La nécessité d'encourager la recherche – en agronomie comme dans les autres domaines – fait certainement l'objet d'un consensus général. Je regrette que l'INRA ne puisse plus faire son travail dans de bonnes conditions et doive, faute de moyens, abandonner des pans entiers de recherche agronomique. Il est inacceptable, par exemple, que la nuciculture, ne fasse plus l'objet d'aucune recherche.
La protection du droit de propriété intellectuelle des acteurs, tant publics que privés sur les obtentions végétales fait elle aussi l'unanimité. Le certificat d'obtention végétale est une bonne formule, qui doit être défendue. En effet, les 70 000 variétés protégées dans le monde par un COV sont libres d'accès pour de nouvelles recherches, à la différence de celles qui sont protégées par un brevet. Nous devrions donc nous retrouver sans peine pour défendre ce système.

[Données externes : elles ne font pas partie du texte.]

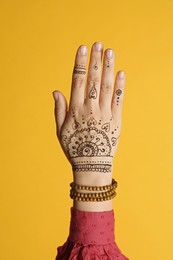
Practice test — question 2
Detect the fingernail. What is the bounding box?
[52,91,59,101]
[118,71,125,79]
[94,42,103,51]
[106,49,113,58]
[80,45,87,56]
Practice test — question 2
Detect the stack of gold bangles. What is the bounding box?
[70,179,117,202]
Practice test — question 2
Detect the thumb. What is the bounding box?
[52,91,67,138]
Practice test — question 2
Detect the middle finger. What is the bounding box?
[85,42,103,105]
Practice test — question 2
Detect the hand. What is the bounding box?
[53,42,126,185]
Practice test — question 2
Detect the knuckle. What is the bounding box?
[55,104,65,117]
[56,109,64,116]
[101,83,112,93]
[72,77,85,87]
[87,77,100,85]
[112,97,117,105]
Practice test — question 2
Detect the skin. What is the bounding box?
[53,42,126,212]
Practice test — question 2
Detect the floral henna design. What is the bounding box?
[61,115,120,173]
[67,127,111,157]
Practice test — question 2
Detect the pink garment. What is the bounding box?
[56,207,129,260]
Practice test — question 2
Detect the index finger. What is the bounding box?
[69,45,88,109]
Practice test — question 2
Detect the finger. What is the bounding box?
[85,42,103,104]
[111,71,126,123]
[69,45,88,108]
[53,91,68,138]
[99,49,115,111]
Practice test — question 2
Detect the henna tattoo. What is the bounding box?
[82,115,85,125]
[72,159,112,173]
[73,70,86,75]
[93,62,98,70]
[111,137,117,146]
[111,128,117,135]
[72,109,75,118]
[72,121,81,130]
[72,163,112,172]
[87,117,97,126]
[111,135,120,146]
[62,135,68,143]
[89,84,97,99]
[101,123,110,132]
[62,116,120,173]
[73,160,112,165]
[98,119,102,125]
[116,89,122,105]
[107,60,110,68]
[73,64,86,75]
[71,109,81,130]
[65,128,70,134]
[116,89,122,96]
[66,127,111,158]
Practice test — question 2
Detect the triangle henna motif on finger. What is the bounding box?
[89,85,97,99]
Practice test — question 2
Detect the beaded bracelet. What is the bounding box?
[70,187,115,197]
[70,190,117,202]
[70,178,117,192]
[70,178,117,202]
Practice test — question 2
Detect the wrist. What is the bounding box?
[71,158,115,212]
[71,156,113,175]
[73,171,112,186]
[72,171,115,212]
[72,156,114,186]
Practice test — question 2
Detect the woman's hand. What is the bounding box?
[53,42,126,210]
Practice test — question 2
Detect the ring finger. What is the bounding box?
[99,49,115,112]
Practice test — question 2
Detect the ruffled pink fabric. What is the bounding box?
[56,208,128,260]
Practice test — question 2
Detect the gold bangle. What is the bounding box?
[70,178,117,192]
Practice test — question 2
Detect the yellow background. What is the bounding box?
[0,0,173,259]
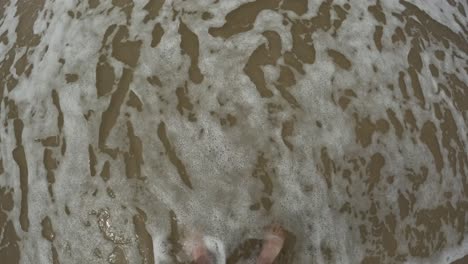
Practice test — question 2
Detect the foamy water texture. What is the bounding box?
[0,0,467,263]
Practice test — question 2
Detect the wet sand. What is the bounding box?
[0,0,467,263]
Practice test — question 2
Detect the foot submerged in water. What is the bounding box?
[256,224,286,264]
[183,225,285,264]
[184,233,213,264]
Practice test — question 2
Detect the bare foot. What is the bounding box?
[256,224,285,264]
[184,233,212,264]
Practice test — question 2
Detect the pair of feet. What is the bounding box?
[188,225,285,264]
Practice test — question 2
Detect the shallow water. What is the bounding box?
[0,0,467,263]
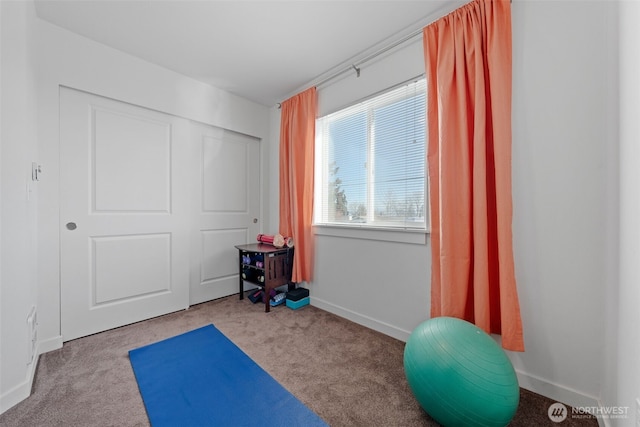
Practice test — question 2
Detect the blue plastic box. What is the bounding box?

Il est tout à fait normal, par ailleurs, que ceux qui utilisent des semences rémunèrent, en achetant ces semences, les auteurs du travail de recherche qui a permis leur production.
Au-delà de ces points d'accord, il est néanmoins un point d'achoppement : l'utilisation des semences de ferme. S'il est normal de faire payer aux agriculteurs le prix de la recherche dans celui des semences, il ne l'est pas de leur faire payer un droit sur les semences issues de leurs propres récoltes – ce qui reviendrait de fait à leur interdire de les utiliser. L'utilisation des semences n'est interdite aujourd'hui que pour la pomme de terre, le droit étant beaucoup plus flou pour les autres productions, et cette pratique est très répandue dans notre pays, et l'on peut s'en féliciter. En 2003, hiver particulièrement rude, de nombreuses céréales à paille ont dû être ressemées : les semences nécessaires n'étant pas disponibles en quantité suffisante du fait du caractère imprévu de la situation, l'intérêt de pouvoir puiser dans les silos les semences de l'année précédente était évident.
Le droit à ressemer, que réclament les agriculteurs, doit être inaliénable, sous peine de les obliger à acheter toutes leurs semences et de livrer la totalité de l'agriculture de notre pays à ceux qui les produisent – ce qui est inacceptable. L'utilisation des semences de l'année précédente est interdite pour la pomme de terre et, pour le blé, elle fait l'objet d'un accord interprofessionnel prévoyant une « contribution volontaire obligatoire ». Le texte qui nous est proposé élargit ce système aux autres cultures : pour les protéagineux, les pois, les féveroles, la luzerne, le trèfle et plus de vingt autres variétés, il obligerait les agriculteurs à passer par des semences certifiées et à payer à chaque fois. Ce n'est pas correct. Selon les semenciers, les agriculteurs n'ont pas intérêt à utiliser des semences de ferme, car la plante dégénère dès la première année, et perd en rendement. Si c'est vrai, l'agriculteur a tout intérêt à acheter des semences certifiées, mais nous voulons qu'il conserve le droit de réutiliser une partie de sa récolte pour la semer.